Non si può penso, di questi tempi neppure più parlare di lettori e non si può più nemmeno parlare di libri. Non esiste più qualcuno che si isola col suo libro in mano e nonostante l’immensa proliferazione dei libri, si fa fatica a trovarne uno che ci chiami zitto zitto. Non solo ma nessuno di noi, in questo angolo illusorio di mondo, riuscirà più, come me, a leggere tutto quanto è arrivato a possedere. Una sconfitta grava sulle mie spalle, e sulle tue. Sulle nostre. Abbiamo anche ormai difficoltà a disfarci di quello che possediamo. Lo smaltimento di noi stessi. Eppure dovremmo cominciare subito.

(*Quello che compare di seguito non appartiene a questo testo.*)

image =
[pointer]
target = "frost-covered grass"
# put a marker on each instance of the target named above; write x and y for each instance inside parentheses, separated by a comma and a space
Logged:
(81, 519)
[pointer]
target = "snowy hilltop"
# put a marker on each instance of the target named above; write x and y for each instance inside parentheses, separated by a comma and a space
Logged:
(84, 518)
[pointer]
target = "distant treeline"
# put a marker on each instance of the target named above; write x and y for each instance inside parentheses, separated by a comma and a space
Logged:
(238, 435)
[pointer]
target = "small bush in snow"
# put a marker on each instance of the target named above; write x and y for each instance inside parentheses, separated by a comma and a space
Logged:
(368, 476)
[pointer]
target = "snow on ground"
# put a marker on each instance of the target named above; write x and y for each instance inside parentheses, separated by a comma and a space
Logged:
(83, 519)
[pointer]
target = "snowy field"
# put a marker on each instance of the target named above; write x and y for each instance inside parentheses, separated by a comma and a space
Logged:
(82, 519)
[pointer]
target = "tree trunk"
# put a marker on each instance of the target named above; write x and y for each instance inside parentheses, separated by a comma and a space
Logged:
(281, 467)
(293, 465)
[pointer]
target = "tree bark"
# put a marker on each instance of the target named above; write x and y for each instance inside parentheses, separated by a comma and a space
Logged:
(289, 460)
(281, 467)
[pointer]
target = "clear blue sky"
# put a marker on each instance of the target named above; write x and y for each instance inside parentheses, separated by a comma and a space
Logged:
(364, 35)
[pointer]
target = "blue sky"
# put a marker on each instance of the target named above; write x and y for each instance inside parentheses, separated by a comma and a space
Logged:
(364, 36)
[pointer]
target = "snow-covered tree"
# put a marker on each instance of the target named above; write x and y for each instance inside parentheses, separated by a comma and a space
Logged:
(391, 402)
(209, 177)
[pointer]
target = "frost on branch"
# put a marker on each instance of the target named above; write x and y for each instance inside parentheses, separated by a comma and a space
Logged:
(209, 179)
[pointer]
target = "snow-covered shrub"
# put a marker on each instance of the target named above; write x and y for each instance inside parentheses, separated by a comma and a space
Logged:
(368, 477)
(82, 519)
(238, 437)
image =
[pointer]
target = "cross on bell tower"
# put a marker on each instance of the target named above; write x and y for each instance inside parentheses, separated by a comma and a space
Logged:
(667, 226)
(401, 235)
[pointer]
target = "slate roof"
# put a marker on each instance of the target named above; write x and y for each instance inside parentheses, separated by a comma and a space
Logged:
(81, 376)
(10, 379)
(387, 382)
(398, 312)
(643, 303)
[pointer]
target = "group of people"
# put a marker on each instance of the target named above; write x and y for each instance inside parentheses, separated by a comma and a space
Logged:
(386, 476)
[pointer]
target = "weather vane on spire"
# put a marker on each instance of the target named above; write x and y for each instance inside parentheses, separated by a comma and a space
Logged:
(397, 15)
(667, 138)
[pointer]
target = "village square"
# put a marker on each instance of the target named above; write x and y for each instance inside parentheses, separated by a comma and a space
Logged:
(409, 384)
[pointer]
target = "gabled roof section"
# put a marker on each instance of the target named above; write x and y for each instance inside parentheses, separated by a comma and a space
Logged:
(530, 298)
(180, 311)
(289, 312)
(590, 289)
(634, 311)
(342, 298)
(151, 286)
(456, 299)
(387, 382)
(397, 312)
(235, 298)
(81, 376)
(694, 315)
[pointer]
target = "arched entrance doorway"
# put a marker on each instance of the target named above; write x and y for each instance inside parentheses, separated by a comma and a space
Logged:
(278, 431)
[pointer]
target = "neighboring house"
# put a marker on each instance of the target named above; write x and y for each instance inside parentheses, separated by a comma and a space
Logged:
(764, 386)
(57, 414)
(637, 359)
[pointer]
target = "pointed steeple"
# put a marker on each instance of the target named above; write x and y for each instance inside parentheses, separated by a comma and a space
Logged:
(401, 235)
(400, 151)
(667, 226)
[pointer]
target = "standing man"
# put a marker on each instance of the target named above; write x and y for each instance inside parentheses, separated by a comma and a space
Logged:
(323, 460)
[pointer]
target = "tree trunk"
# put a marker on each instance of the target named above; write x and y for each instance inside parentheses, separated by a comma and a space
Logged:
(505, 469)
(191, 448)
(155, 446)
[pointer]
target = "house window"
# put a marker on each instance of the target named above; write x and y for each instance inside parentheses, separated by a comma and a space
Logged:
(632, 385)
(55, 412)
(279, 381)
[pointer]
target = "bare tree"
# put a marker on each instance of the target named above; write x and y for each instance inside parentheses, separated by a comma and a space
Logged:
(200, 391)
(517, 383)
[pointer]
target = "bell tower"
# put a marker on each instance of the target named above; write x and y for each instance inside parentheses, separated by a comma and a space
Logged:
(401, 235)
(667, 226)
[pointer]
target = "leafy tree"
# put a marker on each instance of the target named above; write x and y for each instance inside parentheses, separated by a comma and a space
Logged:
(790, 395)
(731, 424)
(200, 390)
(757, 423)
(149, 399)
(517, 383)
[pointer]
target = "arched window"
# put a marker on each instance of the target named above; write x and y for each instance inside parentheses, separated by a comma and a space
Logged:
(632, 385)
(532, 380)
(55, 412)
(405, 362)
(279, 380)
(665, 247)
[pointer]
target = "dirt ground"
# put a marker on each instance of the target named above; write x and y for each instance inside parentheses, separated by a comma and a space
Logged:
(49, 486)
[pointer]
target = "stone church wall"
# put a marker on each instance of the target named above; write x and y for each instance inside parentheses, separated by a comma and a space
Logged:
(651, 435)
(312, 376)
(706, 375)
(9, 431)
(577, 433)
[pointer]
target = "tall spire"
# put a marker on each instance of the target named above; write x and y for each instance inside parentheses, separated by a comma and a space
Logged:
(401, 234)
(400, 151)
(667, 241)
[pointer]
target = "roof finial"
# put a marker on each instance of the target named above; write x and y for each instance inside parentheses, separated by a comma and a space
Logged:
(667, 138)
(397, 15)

Innanzi tutto smettendo di comprare. Che parole impopolari le mie. Avrò tutti contro. Ma sento necessario un gesto con cui cominciare a invertire la rotta. Ti devi prima fermare e poi girare su te stesso. Non si tratta di tornare nel punto da cui si è partiti, quanto invece di capire che ne è stato nel frattempo dei luoghi delle persone delle cose che abbiamo messo da parte come se ci fosse poi un’altra vita in cui utilizzare tutto quello che abbiamo stipato in noi, come se dovessimo affrontare un viaggio interstellare di decine e decine di anni luce.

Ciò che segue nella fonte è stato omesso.